Dans l’eau courante toulousaine, les chercheurs ont relevé un taux de « 413 microplastiques par litre ». Il s’agit d’une concentration « plus forte que dans 8 des 10 marques de bouteilles d’eau étudiées ». Cette contamination plastique n’est que le reflet de « l’imprégnation de notre environnement » selon Gaël Le Roux. Puisque « l’ensemble du globe est contaminé aux microplastiques, les eaux le sont aussi, qu’il s’agisse des eaux de rivières comme la Garonne ou des eaux souterraines ».

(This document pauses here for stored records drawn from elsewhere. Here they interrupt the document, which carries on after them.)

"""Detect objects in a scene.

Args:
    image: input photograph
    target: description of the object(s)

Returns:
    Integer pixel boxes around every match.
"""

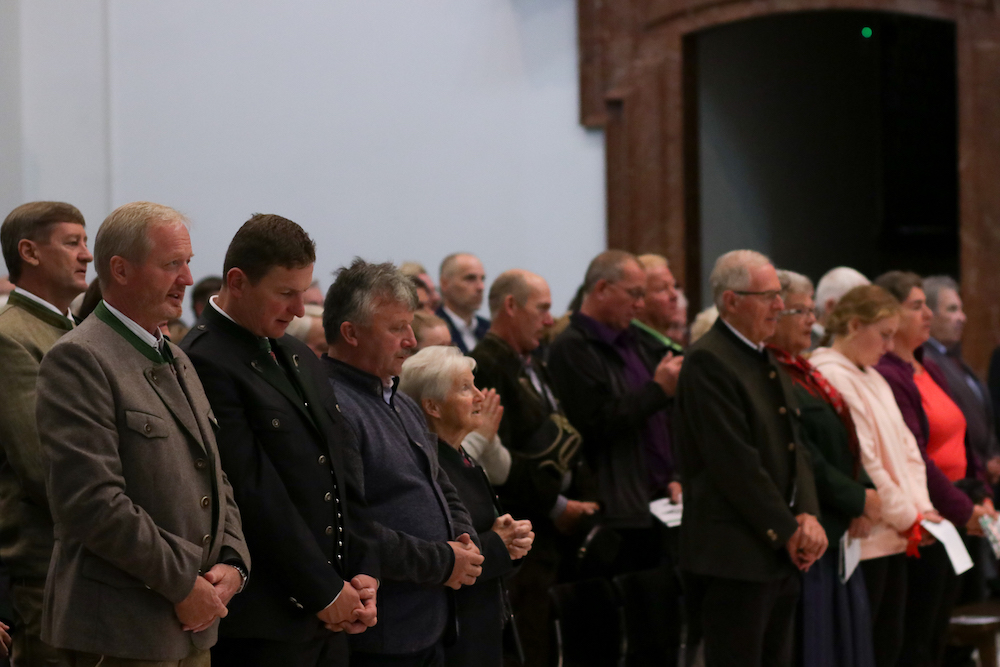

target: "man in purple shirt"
[549,250,682,571]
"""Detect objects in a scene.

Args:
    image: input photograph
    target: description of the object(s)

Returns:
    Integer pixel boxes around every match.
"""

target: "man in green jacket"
[0,201,94,667]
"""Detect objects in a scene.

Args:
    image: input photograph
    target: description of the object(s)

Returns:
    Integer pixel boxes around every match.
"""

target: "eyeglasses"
[733,290,781,303]
[778,308,813,317]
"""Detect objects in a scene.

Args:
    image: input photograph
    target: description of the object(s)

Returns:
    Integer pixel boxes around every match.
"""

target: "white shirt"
[104,301,163,352]
[14,287,73,322]
[442,306,479,352]
[719,317,764,352]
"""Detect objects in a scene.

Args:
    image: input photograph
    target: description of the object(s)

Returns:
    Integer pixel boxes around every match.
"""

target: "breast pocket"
[125,410,170,438]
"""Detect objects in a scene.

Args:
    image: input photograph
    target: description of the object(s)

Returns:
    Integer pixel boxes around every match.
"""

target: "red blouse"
[913,371,968,482]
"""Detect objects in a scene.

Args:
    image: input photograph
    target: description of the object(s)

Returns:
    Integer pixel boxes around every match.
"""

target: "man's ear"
[108,255,132,285]
[340,322,359,347]
[17,239,42,266]
[226,266,250,299]
[420,398,441,419]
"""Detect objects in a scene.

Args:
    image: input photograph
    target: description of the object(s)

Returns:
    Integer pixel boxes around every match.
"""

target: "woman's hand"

Des risques plus élevés de cancers et maladies cardiovasculaires
Cette omniprésence des microplastiques, y compris dans l’eau potable, a de sérieuses implications en matière de santé. « L’Organisation Mondiale de la Santé (OMS) considère que les microplastiques dont la taille est inférieure à10 μm ont l’impact le plus important sur la santé humaine, du fait de leur capacité à pénétrer les tissus organiques », rappelle l’étude. À l’impact du plastique en lui-même s’ajoute celui de ses additifs. Certains « sont connus pour leurs propriétés de perturbateurs endocriniens et d’autres effets sévères sur la santé ». Ils « constituent jusqu’à 6 % du poids de toute la production plastique ».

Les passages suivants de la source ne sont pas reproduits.